Les revendications africaines devront figurer dans les futures règles de l’Intelligence artificielle, dont l’utilisation ne doit pas exacerber les inégalités numériques. Exprimons-les, à quelques mois du premier sommet sur la réglementation mondiale de l’IA.
Au cours des derniers mois, il est devenu impossible de consulter un site d’information sans y trouver des articles sur l’Intelligence artificielle (IA). Selon ces articles, cette technologie atteint un point de basculement et est sur le point de révolutionner et de changer à jamais la façon dont nous vivons.
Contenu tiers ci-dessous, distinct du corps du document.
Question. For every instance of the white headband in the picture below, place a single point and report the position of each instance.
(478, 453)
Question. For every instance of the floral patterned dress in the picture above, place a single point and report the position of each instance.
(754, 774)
Les Africains peuvent déjà voir l’IA dans de nombreux aspects du fonctionnement des entreprises et des ONG, qu’il s’agisse d’interagir avec des chatbots lors de la réservation de vols, d’aider aux prévisions d’expédition ou d’utiliser le ChatGPT dans nos études. Mais la prochaine génération de programmes d’IA devrait être existentiellement différente ; avec des impacts similaires à « avant et après l’Internet » ou même « avant et après l’utilisation du moteur à combustion interne ».
La crainte est que les nouvelles règles agissent dans l’intérêt de ceux qui ont un siège à la table métaphorique et de ceux qui crient le plus fort. Or, à l’heure actuelle, les entreprises africaines ne semblent pas en faire partie, et la société civile africaine, encore moins.
Je suis plutôt sceptique face à ce battage médiatique mais force est de constater le nombre considérable d’articles sur le retard de l’Afrique par rapport au reste du monde en ce qui concerne le développement de l’IA, et sur la crainte que la région soit laissée à la traîne.
Tel que celui-ci, publié par le Magazine de l’Afrique.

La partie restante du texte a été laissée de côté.